Patrick Wright
Co-Director

Patrick Wright is Co-Director of the JHU MICA Film Centre and Co-Director of the MFA in Filmmaking . He co-produced and was associate editor for Music By Prudence, which won the 2010 Academy Award for Best Documentary Short and aired on HBO. Wright cut Boy Howdy: The Story of CREEM Magazine which chronicles the messy upheaval of the ’70s just as rock was re-inventing itself and the magazine that went from a Detroit underground paper to national powerhouse.  Boy Howdy premiered at SXSW.  Wright edited the feature documentary See You Soon Again, about Baltimore-based Holocaust survivor Leo Bretholz and was an Associate Producer on 12 O’Clock Boys. He edited Oyler: One School, One Year, a feature documentary by Marketplace reporter Amy Scott, which profiles a high school located in a traditionally urban Appalachian neighborhood in Cincinnati, Ohio. Additionally, Wright has produced and directed films on HIV/AIDS, clergy sexual abuse, and a profile of Ann Coulter.

 

 Kirsten filming a rehearsal at Load of Fun studios 2012, Photo by Mike LeeKirsten D'Andrea Hollander
Co-Director

Equipped with an undergraduate degree in painting from MICA in 1988, she turned to filmmaking after receiving an MFA in imaging and digital arts from the University of Maryland, Baltimore County, in 1997.

Her twofold passion is bringing communities together and telling authentic stories that celebrate humanity. In 2011 Hollander was selected for an Independent Filmmaker Project Fellowship to launch her first feature-length documentary Us, Naked: Trixie & Monkey, which premiered at the DOC NYC film festival in 2014. The film was awarded Best International Feature-Length Documentary at the 2015 DOCfeed Film Festival, Netherlands, and Best Documentary Feature at the 2015 Coney Island Film Festival, New York. An unpredictable look at the artist's journey, Us, Naked tells the story of a real-life performance duo who will stop at nothing to take their circus-burlesque act to new creative heights. For seven years Hollander and crew followed Trixie and Monkey from their base in Baltimore as they honed their skills at a New England circus school, in burlesque competitions in Las Vegas, through cities all over the United States and England, and finally to a new home in New York City. The film delivers a provocative look at the sacrifices made for one's passion, the meaning of success, and the strength that comes from partnership. The film went into international distribution with Random Media and its partner company, The Orchard in 2017. More information on the film, including the MICA students who crewed and interned on the project, can be found in this story featured in CinéWomen (Paris-Rome), a magazine dedicated to women in the arts.

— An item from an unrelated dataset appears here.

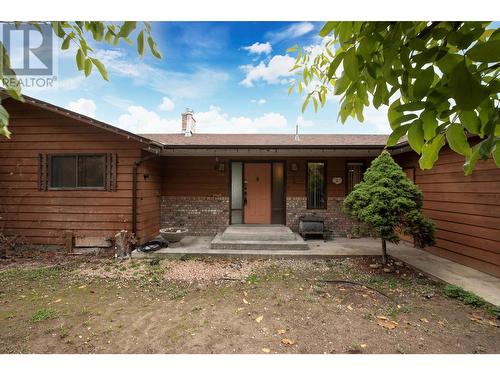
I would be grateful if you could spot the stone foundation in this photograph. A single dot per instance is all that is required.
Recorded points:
(335, 221)
(201, 215)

Hollander's current documentary in post-production, Anatomy of Wings, follows a young mentor from East Baltimore and an unlikely group of teenage girls who bond through a raw film project that could forever alter their destinies and mend their fractured city. Baltimore provides a heartfelt platform to tell this story of how individuals from different social and economic situations can collaborate, partner, and live in the same space, the same world, and the same street. Hollander co-directs this Baltimore-bred documentary with Nikiea Redmond, a mentor who provides the film's unifying voice. Many of the young women who appear in the film are both cast and crew, including over forty MICA students, alumni, and faculty who have made significant contributions during the past ten years of production. The film is slated for release in January 2019.